Aliyev also said that Armenia had committed to providing a corridor that would pass through the Syunik region of Armenia and connect Azerbaijan to its exclave of Nakhchivan. 

‘The Zangazur corridor is the responsibility of Armenia. It has taken this commitment upon itself’, Aliyev stated in the Victory Day speech. ‘Two years have passed, but there is no feasibility study, no action, no railway, and no road. How much longer are we supposed to wait?’

[Read more on OC Media: Aliyev admits Azerbaijan started the Second Nagorno-Karabakh War]

Pashinyan also denied Aliyev’s claims that Armenia had committed to providing Azerbaijan with a corridor to its exclave. 

According to Pashinyan, the trilateral agreement that brought an end to the Second Nagorno-Karabakh War does not mention the ‘corridor’ that Azerbaijan is demanding.

Pashinyan said that the agreement defines the Lachin corridor, connecting Armenia to Nagorno-Karabakh, as not only a road, but a five-kilometre-wide area. Meanwhile in point 9, which refers to unblocking transport connections in the region, ‘there is no mention of any such area and it’s only about communication, transport communication’, Pashinyan said.

Pashinyan concluded his speech by declaring that Armenia was ‘truly and sincerely committed to the peace agenda’ and would ‘make every effort […] to complete the delimitation of Armenia–Azerbaijan borders as soon as possible, to unblock all regional transportation and economic connections, [and] to sign a peace treaty’ with Azerbaijan.
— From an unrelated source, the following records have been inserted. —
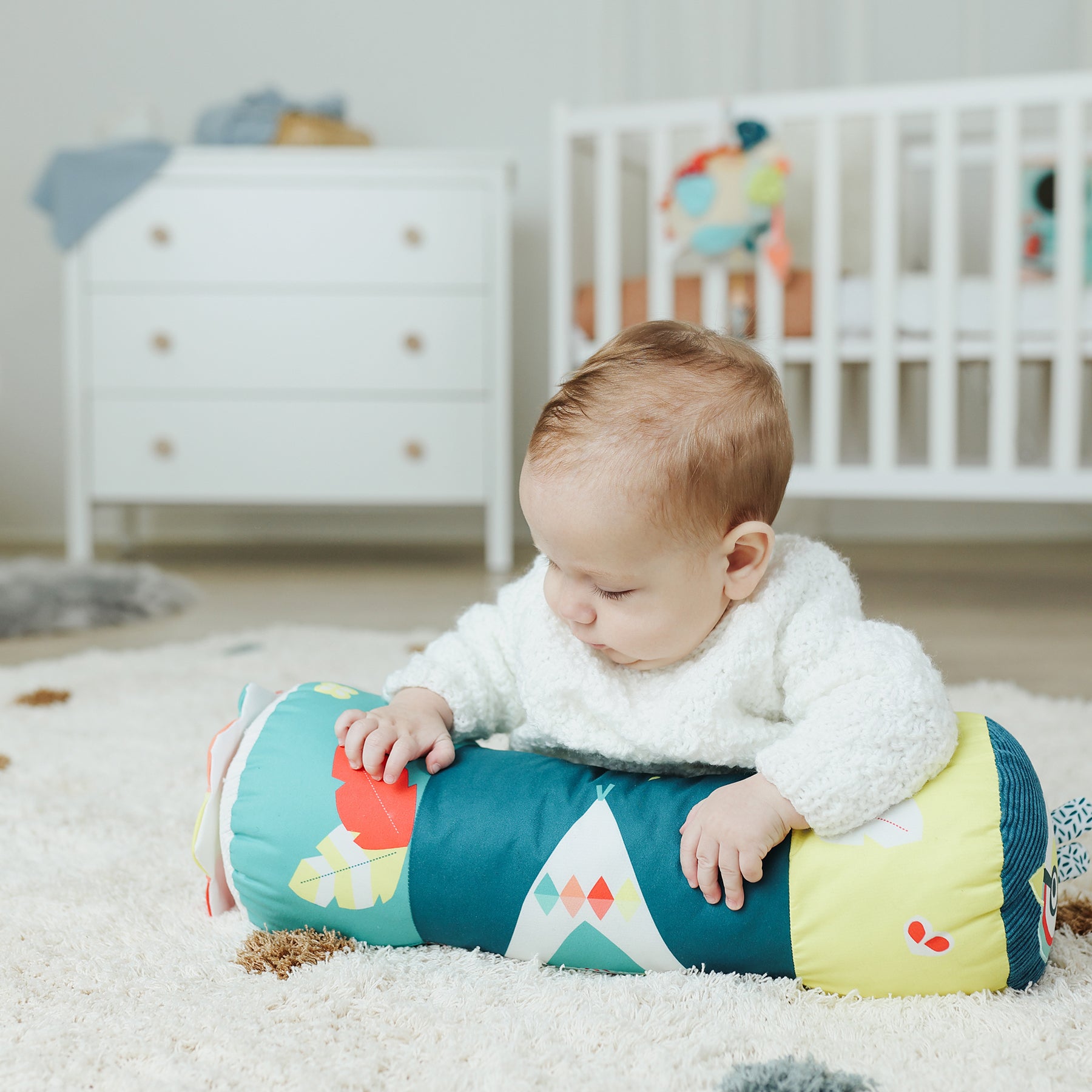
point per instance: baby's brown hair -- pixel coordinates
(695, 417)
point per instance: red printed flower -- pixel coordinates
(380, 814)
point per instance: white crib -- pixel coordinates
(942, 352)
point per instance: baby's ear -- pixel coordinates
(748, 550)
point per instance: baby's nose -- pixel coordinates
(576, 608)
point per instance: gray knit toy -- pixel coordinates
(787, 1075)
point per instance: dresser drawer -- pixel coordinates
(297, 234)
(161, 342)
(277, 451)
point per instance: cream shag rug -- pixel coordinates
(112, 977)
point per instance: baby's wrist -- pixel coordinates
(422, 699)
(786, 808)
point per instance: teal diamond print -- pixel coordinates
(546, 895)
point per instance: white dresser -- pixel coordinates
(295, 327)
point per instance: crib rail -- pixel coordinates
(1002, 140)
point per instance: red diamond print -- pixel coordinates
(573, 895)
(600, 898)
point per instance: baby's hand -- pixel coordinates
(732, 830)
(415, 723)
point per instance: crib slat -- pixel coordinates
(884, 372)
(607, 235)
(715, 296)
(661, 288)
(1070, 234)
(770, 314)
(561, 240)
(826, 371)
(715, 274)
(1005, 260)
(945, 251)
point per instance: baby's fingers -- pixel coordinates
(688, 853)
(376, 747)
(404, 750)
(750, 865)
(709, 853)
(442, 755)
(732, 877)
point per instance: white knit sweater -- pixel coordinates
(844, 716)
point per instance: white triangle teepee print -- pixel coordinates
(585, 906)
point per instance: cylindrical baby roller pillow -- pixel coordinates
(540, 858)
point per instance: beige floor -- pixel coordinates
(1021, 613)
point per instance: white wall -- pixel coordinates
(483, 75)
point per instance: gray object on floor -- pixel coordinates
(787, 1075)
(43, 596)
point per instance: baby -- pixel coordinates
(661, 629)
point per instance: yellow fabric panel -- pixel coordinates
(850, 906)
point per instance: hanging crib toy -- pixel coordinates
(731, 197)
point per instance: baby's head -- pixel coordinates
(650, 484)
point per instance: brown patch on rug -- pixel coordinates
(43, 697)
(1076, 914)
(286, 949)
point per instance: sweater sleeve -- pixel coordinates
(471, 667)
(868, 720)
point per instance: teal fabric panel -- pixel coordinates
(755, 939)
(285, 806)
(488, 824)
(1025, 839)
(588, 948)
(483, 831)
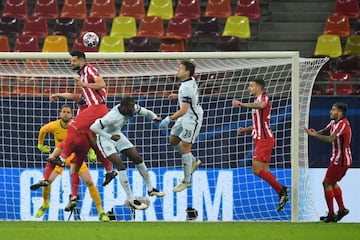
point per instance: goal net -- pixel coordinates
(223, 188)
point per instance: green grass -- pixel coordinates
(177, 230)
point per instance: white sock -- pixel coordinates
(187, 162)
(124, 181)
(145, 175)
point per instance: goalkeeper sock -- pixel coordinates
(124, 181)
(187, 162)
(329, 197)
(145, 175)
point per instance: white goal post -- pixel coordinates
(224, 188)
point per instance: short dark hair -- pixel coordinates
(79, 54)
(341, 106)
(126, 101)
(189, 66)
(259, 82)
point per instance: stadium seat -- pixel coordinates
(188, 9)
(248, 8)
(133, 8)
(207, 27)
(151, 26)
(328, 45)
(238, 26)
(78, 45)
(340, 89)
(123, 26)
(9, 26)
(74, 9)
(66, 26)
(352, 46)
(348, 8)
(139, 44)
(112, 44)
(47, 9)
(228, 43)
(95, 24)
(103, 9)
(218, 8)
(35, 27)
(55, 43)
(26, 44)
(4, 44)
(16, 8)
(161, 8)
(337, 25)
(172, 45)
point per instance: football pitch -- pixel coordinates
(13, 230)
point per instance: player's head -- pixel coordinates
(185, 70)
(77, 59)
(338, 111)
(127, 106)
(256, 87)
(66, 113)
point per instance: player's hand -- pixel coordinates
(92, 155)
(115, 137)
(44, 149)
(165, 122)
(157, 119)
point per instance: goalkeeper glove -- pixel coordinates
(165, 122)
(44, 149)
(92, 155)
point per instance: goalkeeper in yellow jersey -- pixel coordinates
(59, 129)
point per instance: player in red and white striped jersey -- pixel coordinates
(264, 140)
(338, 133)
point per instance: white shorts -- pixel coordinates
(186, 129)
(109, 147)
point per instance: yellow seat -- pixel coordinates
(352, 46)
(237, 26)
(112, 44)
(328, 45)
(123, 26)
(55, 43)
(161, 8)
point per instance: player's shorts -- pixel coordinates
(83, 167)
(263, 149)
(186, 129)
(109, 147)
(335, 173)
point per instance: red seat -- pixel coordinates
(103, 9)
(74, 9)
(340, 89)
(67, 27)
(9, 26)
(151, 26)
(249, 8)
(4, 44)
(337, 25)
(16, 8)
(348, 8)
(95, 24)
(46, 9)
(35, 27)
(26, 44)
(188, 9)
(132, 8)
(218, 8)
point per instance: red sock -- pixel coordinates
(75, 180)
(338, 197)
(48, 170)
(270, 178)
(329, 197)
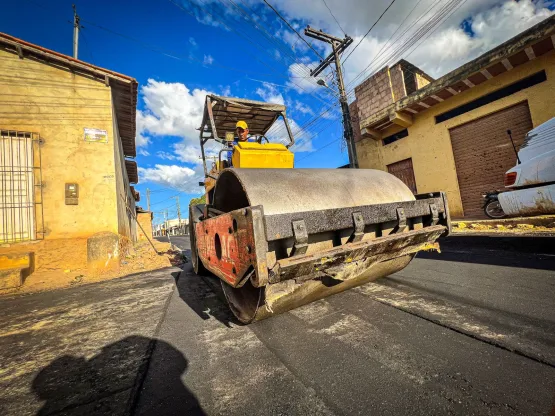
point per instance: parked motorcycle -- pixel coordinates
(492, 207)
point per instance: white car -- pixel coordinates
(532, 181)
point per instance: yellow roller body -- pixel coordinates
(262, 155)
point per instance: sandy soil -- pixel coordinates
(140, 258)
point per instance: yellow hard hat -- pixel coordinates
(242, 124)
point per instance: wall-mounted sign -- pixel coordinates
(96, 135)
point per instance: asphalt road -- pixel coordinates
(468, 331)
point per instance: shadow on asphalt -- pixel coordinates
(104, 383)
(204, 296)
(508, 259)
(514, 251)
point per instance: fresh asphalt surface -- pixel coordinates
(467, 331)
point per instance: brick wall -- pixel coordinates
(397, 82)
(374, 94)
(145, 220)
(355, 120)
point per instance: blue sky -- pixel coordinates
(179, 50)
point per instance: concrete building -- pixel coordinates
(66, 130)
(450, 134)
(144, 220)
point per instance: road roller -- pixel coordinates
(279, 237)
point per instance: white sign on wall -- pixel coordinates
(96, 135)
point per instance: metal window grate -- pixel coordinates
(19, 177)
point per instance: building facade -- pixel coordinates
(454, 134)
(67, 129)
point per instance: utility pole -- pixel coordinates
(178, 214)
(76, 27)
(338, 46)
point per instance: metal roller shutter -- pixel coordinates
(483, 153)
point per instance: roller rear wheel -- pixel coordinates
(195, 213)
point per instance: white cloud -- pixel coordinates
(303, 108)
(447, 47)
(270, 94)
(140, 139)
(171, 109)
(303, 139)
(300, 79)
(226, 91)
(165, 155)
(172, 176)
(187, 153)
(452, 46)
(208, 60)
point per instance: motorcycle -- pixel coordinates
(492, 207)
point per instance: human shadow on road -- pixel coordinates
(203, 294)
(109, 382)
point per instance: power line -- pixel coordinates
(214, 16)
(292, 28)
(369, 30)
(329, 10)
(88, 46)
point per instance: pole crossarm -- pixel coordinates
(338, 47)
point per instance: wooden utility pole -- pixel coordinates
(178, 214)
(76, 27)
(338, 46)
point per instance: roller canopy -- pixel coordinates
(227, 111)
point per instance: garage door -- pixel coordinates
(404, 171)
(483, 153)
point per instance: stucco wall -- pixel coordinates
(126, 223)
(145, 219)
(58, 105)
(429, 144)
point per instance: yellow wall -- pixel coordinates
(58, 105)
(126, 223)
(429, 144)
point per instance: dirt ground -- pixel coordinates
(473, 227)
(139, 258)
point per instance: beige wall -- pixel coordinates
(145, 219)
(126, 223)
(429, 144)
(58, 105)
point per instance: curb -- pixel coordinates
(538, 221)
(145, 365)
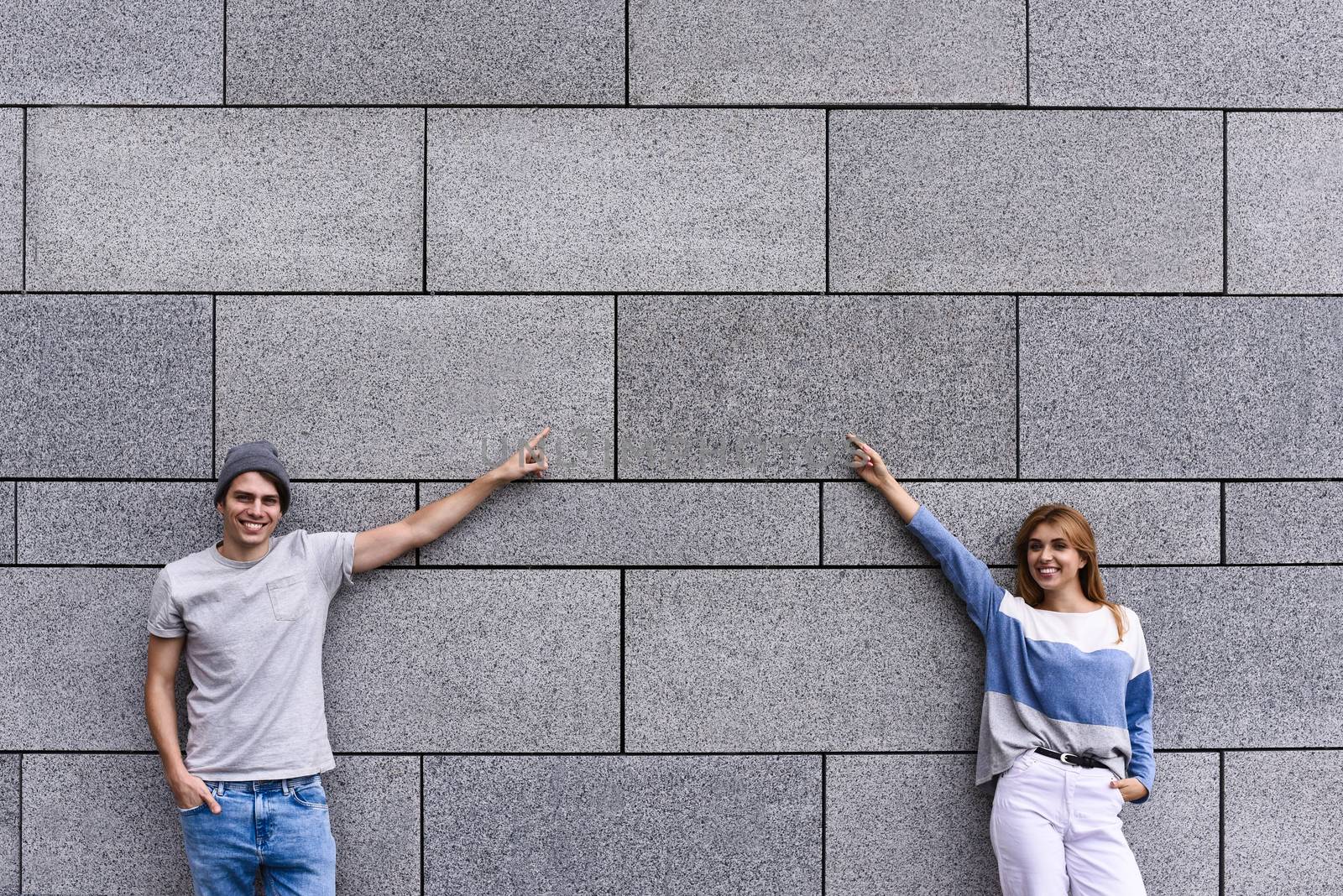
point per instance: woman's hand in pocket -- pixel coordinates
(1130, 789)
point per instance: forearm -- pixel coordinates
(436, 518)
(161, 715)
(900, 499)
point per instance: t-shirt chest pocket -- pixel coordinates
(289, 597)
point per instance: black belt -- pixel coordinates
(1074, 758)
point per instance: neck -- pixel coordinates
(1068, 598)
(242, 551)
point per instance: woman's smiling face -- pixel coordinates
(1052, 558)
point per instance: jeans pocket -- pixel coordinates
(289, 597)
(312, 795)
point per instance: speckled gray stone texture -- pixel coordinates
(1284, 201)
(476, 662)
(836, 51)
(11, 199)
(101, 824)
(631, 826)
(109, 385)
(120, 522)
(10, 824)
(1134, 522)
(1241, 656)
(715, 387)
(1005, 201)
(805, 660)
(917, 824)
(1174, 835)
(907, 826)
(426, 387)
(7, 506)
(460, 51)
(1188, 53)
(1284, 522)
(225, 199)
(1282, 822)
(73, 649)
(100, 51)
(635, 524)
(1181, 387)
(626, 199)
(375, 820)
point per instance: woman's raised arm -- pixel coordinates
(969, 576)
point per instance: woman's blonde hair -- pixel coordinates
(1079, 534)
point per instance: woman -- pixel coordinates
(1068, 698)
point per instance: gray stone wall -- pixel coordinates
(1076, 251)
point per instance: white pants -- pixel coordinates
(1056, 832)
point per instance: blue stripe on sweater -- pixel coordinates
(1058, 679)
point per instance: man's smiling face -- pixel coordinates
(250, 510)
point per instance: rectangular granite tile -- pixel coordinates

‘But if anyone thinks that the peace agenda means the “peaceful annihilation” of the Republic of Armenia or the Armenians of Nagorno-Karabakh, they are sorely mistaken. The peace agenda is the peaceful development and coexistence of the Republic of Armenia and the region, and we will achieve our goal.’ 

Yerevan has previously confirmed that Armenia and Azerbaijan hoped to sign a peace treaty by the end of the year. However, after a meeting between the foreign ministers of the two countries in Washington last week, Armenia’s Foreign Ministry stated that ‘there are a range of issues [regarding the peace treaty] that still need to be addressed’.